Following along the same vein as these iconic artists is a young street artist from France named Ugly-Kid Gumo.  Gumo was born in France in 1980 near Paris, the same year in which Basquiat began to kill the SAMO legend by writing “SAMO IS DEAD” all over downtown.   Using the raw electricity of the streets as his canvas, Gumo uses his art as a mirror to reflect back to society the Babylonian condition in which it finds itself.  On November 20, I received a slight introduction to the chaos Gumo evolves from when I attended OZ le visage du mal, a single-evening preview of his work.  Using spray paint, photography and other heterogeneous schemes, Gumo related a story that was a stark, unflinching dose of reality.  It was jarring, emotional, pensive and powerful, causing my stomach to stir from the intensity.  Crude faces illustrated on white pieces of paper and posted against a cardboard backdrop exuded the essence of street culture and were reminiscent of Basquiat’s work.  The amalgamation of early ‘90s American and Parisian hip-hop added to the gritty element of Gumo’s chaos. 

While walking around the preview, meticulously ingesting all of Gumo’s art, I was ensnared by the soul of the pieces, which may be Gumo’s true intention.  I was particularly attached to the series of faces constructed from scrapings of graffiti Gumo completed.  With these pieces Gumo accomplished a rare feat – he transformed a momentary work of art into a fresh conversation piece.    Another series that captivated my attention were spray painted faces with heads shaped like keyholes.

 

As I looked through what appeared to be a keyhole into the primitive faces of Oz, I realize these striking images speak.
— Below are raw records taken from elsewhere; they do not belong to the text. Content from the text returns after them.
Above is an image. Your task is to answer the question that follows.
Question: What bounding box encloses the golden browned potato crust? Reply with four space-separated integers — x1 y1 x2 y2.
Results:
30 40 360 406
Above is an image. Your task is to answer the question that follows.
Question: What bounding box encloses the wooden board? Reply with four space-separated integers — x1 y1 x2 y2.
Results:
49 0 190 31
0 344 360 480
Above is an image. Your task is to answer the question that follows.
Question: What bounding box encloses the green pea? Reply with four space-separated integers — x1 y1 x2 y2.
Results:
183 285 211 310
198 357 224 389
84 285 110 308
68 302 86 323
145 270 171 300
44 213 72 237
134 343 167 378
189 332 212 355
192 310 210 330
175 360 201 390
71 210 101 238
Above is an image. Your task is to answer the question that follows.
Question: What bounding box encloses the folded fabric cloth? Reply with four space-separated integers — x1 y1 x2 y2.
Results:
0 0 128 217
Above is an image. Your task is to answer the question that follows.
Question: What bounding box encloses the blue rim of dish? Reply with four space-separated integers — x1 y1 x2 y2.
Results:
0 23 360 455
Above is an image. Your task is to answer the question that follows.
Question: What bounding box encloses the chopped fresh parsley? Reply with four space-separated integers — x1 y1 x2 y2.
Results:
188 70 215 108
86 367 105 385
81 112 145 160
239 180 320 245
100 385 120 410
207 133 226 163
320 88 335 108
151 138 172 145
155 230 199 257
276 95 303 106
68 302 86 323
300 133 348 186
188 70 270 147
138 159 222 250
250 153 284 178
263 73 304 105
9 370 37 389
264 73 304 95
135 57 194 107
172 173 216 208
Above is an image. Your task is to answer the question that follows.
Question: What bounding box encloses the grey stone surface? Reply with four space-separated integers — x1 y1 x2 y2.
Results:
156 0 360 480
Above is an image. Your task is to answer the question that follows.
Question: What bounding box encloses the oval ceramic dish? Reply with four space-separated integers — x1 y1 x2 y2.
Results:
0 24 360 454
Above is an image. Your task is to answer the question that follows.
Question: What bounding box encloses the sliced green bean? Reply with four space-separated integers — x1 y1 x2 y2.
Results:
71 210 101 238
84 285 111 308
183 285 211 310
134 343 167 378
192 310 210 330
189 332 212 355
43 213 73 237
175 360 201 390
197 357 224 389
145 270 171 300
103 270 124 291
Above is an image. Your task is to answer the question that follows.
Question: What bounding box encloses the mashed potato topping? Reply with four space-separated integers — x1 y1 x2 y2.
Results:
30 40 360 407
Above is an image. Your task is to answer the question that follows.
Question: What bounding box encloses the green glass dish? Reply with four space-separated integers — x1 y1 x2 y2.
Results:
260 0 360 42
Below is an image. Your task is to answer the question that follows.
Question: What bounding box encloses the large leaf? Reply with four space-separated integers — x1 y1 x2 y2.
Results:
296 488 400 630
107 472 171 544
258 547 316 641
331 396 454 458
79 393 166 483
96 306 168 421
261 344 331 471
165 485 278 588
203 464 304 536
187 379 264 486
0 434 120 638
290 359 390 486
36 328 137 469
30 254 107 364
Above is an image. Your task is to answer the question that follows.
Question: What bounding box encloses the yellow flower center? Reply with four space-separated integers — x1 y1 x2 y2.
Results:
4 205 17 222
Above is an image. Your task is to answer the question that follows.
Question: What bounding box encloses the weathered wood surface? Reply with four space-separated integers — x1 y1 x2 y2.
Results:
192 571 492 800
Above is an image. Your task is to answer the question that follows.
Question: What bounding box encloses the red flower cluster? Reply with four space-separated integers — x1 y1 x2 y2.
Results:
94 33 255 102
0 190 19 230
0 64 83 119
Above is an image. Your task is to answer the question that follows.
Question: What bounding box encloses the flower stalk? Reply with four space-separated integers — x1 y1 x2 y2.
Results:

They speak for the same impoverished people that used mattresses as trampolines, cardboard boxes as dance floors, parks as clubs and trains as canvases.  They speak for the youth that carry their discontentment on their shoulders like backpacks.  Oz is omnipresent – it is New York City, Paris or any place where there is a disconnect with certain members of the community, where people are lost and slip through the cracks.  It is there that Gumo finds the chaos and translates it the world.

Adding to the compelling artwork is Gumo’s personal story.  He is not a man that comes from the ghetto, in fact he was raised in the suburbs, but he identifies with a struggle most people choose to overlook in their quest for recognition and riches.  I find his empathy to be extremely admirable.  It also transforms him from a mere artist to a griot, chronicling the history of our time through mixed-media and poetic expressions.  Gumo is represented in New York by the Marianne Nems Gallery.  The preview was only to wet our appetite for a full scale exhibition coming in March 2011.  Gumo’s work transported me back to the New York City of my youth, where the grit was as thick as the humidity in the summertime.  Before Times Square received consumer-driven porcelain veneers and hip-hop lost its soul.  I am eager to see more of Gumo’s work – it is definitely not the same ole shit.